Very little is known about the potential neural abnormalities that exist in the initial stages of autism development. The goal of this project is to identify early neural abnormalities in two- to four-year-old toddlers with autism using whole-night electroencephalography (EEG) recordings in a hospital sleep lab. Toddlers will be recruited from the Negev Autism Center at Ben Gurion University, which includes a well-characterized cohort of over 450 children with autism. Parents of approximately one-third of these children have reported that their children exhibited motor and/or language regression early in life. Ilan Dinstein and his team will compare EEG and sleep abnormalities across toddlers with regressive and classical autism to determine how these two subgroups differ from typically developing toddlers and from each other in their underlying neurophysiology.

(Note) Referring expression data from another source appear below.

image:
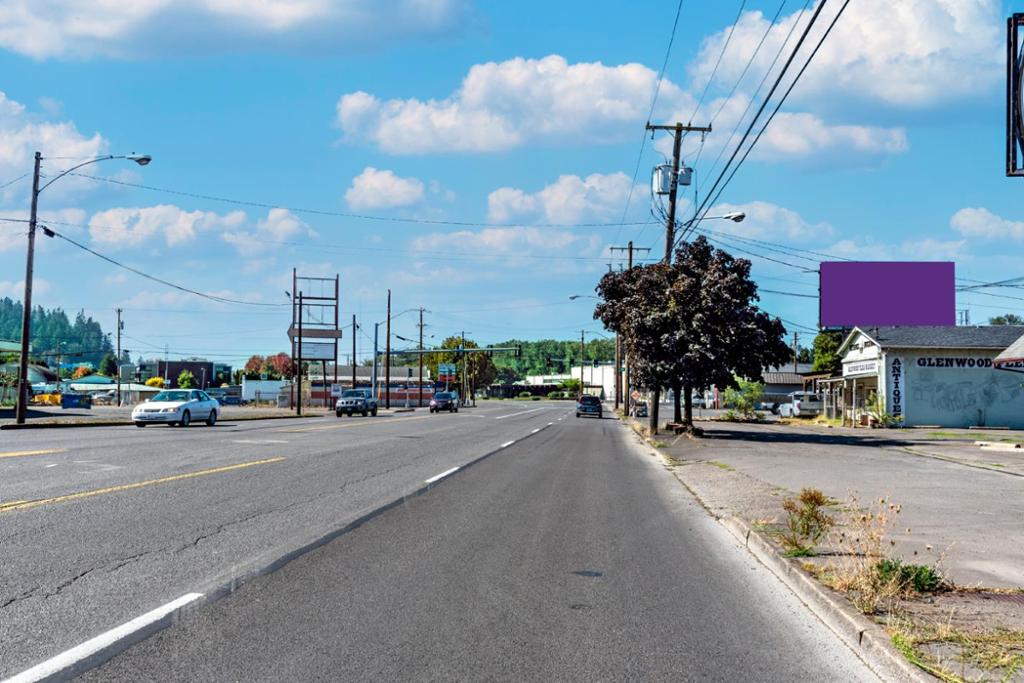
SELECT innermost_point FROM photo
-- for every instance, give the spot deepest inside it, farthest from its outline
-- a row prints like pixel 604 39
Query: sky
pixel 480 158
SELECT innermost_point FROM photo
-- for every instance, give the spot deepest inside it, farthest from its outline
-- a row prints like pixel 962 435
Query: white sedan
pixel 176 407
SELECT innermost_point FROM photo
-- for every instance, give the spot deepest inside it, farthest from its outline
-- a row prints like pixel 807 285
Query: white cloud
pixel 134 226
pixel 984 224
pixel 65 29
pixel 767 221
pixel 383 189
pixel 568 200
pixel 505 104
pixel 907 53
pixel 23 133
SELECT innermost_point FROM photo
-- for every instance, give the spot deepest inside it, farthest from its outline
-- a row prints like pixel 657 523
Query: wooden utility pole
pixel 419 392
pixel 387 355
pixel 354 327
pixel 629 249
pixel 670 226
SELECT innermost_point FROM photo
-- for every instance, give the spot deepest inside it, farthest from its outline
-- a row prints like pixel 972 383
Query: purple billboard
pixel 884 293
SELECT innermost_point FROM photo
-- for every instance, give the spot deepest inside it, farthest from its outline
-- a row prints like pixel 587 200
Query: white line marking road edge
pixel 512 415
pixel 67 659
pixel 438 477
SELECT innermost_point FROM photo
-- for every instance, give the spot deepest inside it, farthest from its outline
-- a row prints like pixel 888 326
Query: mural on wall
pixel 963 392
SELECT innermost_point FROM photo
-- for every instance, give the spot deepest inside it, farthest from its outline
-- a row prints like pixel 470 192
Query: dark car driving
pixel 589 406
pixel 444 400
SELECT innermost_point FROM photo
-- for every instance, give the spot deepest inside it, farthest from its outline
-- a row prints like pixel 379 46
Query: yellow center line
pixel 293 430
pixel 25 505
pixel 18 454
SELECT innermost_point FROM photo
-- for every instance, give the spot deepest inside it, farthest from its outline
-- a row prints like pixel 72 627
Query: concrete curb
pixel 129 423
pixel 239 575
pixel 865 638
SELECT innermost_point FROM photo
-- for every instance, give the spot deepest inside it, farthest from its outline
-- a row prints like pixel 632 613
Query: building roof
pixel 942 336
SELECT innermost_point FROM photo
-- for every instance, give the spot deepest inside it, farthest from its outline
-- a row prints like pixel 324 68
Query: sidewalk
pixel 962 509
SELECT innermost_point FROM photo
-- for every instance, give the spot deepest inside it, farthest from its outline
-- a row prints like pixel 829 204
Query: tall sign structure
pixel 314 332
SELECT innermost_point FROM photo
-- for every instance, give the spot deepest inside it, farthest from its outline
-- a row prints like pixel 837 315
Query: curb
pixel 229 582
pixel 867 640
pixel 129 423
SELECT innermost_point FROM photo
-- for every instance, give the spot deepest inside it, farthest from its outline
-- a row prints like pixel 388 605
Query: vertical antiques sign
pixel 897 388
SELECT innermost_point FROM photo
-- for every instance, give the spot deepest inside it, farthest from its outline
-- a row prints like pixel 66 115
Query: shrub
pixel 744 399
pixel 920 578
pixel 806 521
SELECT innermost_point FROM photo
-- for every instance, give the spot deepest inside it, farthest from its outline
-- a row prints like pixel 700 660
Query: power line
pixel 718 62
pixel 706 204
pixel 337 214
pixel 650 113
pixel 204 295
pixel 782 99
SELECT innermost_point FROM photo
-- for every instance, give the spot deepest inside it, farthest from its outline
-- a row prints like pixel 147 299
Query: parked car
pixel 802 404
pixel 355 400
pixel 176 407
pixel 444 400
pixel 589 406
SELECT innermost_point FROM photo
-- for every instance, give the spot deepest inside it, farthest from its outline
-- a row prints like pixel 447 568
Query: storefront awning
pixel 1012 359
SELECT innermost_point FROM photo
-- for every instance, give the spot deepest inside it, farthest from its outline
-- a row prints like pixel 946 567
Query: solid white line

Previous studies have suggested that regressive and classical autism may embody different etiologies of autism that emerge at different time points in development for potentially different underlying reasons. For example, it has been proposed that some cases of regressive autism may be caused by early epileptic-like brain activity that may damage cortical circuits and impair development¹. Previous studies on this topic have been performed with older, awake children or adolescents using short EEG recordings. Epileptiform activity, however, is much more prevalent during sleep² and is likely to be more severe early in life. There is, therefore, strong motivation to examine and compare sleep-EEG in two- to four-year-old toddlers with regressive and classical autism.

Dinstein and his team will examine several measures including EEG spectral power and coherence across pairs of electrodes in addition to traditional inspection of recordings for epileptiform activity, assessment of sleep architecture and sleep stability. These measures will enable the team to identify toddlers with specific neural abnormalities and determine whether regressive and classical autism are characterized by distinct neural abnormalities at these very early stages of development.